The past twenty years has also seen animal welfare advocates working to improve the status of cats within communities. The next goal in the feline timelines is to ensure that America becomes a no-kill country by controlling unwanted cats (and dogs) and thus ensuring that each and every feline has a loving home.

  • The domestic cat’s first ancestor was said to be a forest-dwelling, short-legged, long-bodies mammal with a small head and hence small brain called a Miacid. They resembled what we know today as weasels. They lived some 40 million years ago.
  • The first cat lookalike resembling a modern day cat was called a Dinictis, a lynx-sized animal with cat-like incisor teeth that developed from the Miacid.
  • Domestic cats are believed to have descended from the African Wild Cat (Felis silvestris lybica).  And the remains of the cat found on Cyprus dating back 10 000 years closely resembled this specie that has a striped tabby coat that is tan in color.
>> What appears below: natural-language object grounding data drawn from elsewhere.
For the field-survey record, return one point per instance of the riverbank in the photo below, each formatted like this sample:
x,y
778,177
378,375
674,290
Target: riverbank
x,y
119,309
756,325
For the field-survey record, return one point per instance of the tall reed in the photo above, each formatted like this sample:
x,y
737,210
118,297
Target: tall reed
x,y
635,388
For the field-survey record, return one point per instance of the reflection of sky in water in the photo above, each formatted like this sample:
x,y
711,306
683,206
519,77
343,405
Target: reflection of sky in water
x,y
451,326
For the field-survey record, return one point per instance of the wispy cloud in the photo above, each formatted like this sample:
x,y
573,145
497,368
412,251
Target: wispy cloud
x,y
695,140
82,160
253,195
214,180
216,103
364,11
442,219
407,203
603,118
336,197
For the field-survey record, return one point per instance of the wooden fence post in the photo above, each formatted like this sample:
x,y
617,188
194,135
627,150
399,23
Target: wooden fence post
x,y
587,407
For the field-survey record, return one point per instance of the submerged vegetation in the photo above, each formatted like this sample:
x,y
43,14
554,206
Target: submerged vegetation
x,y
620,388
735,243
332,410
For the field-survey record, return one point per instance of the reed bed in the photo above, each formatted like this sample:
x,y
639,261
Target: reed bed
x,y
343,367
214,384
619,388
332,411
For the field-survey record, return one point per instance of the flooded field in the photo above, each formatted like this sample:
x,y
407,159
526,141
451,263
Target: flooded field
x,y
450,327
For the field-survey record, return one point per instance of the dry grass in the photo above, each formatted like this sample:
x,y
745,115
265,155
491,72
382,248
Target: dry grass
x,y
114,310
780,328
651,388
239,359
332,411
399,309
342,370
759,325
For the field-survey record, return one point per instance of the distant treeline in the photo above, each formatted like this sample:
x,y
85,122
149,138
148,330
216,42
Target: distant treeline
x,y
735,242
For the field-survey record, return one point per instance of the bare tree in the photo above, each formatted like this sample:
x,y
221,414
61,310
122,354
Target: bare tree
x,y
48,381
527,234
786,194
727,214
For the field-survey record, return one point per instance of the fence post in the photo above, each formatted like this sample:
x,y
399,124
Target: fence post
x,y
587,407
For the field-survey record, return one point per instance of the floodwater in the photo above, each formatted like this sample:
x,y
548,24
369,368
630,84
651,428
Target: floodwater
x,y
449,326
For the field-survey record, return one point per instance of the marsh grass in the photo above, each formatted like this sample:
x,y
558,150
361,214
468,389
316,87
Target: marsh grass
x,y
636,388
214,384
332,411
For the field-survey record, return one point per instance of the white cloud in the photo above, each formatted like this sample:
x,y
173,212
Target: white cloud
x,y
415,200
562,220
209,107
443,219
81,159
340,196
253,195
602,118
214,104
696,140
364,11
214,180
This wildcat is not confined to one corner of the world, but has been found as far afield as Scotland in the north, South Africa in the south and Mongolia in the east.
  • With this division into continents, came a split in habitat for evolving mammals too.  That’s why there’s no history of indigenous cats in Madagascar, Australia, Antarctica and some of the Oceanic Islands.
  •  Designer cats, or hybrid cat breeds, where a domestic cat is deliberately crossed with a wild felid date back to a cat show held in Edinburgh, Scotland in 1875 which included a special class for Wild or Hybrid between Wild and Domestic Cats.  This trend once again became popular in the 1960s with the introduction of popular hybrid breeds such as the Bengal, Toyger and the Savannah.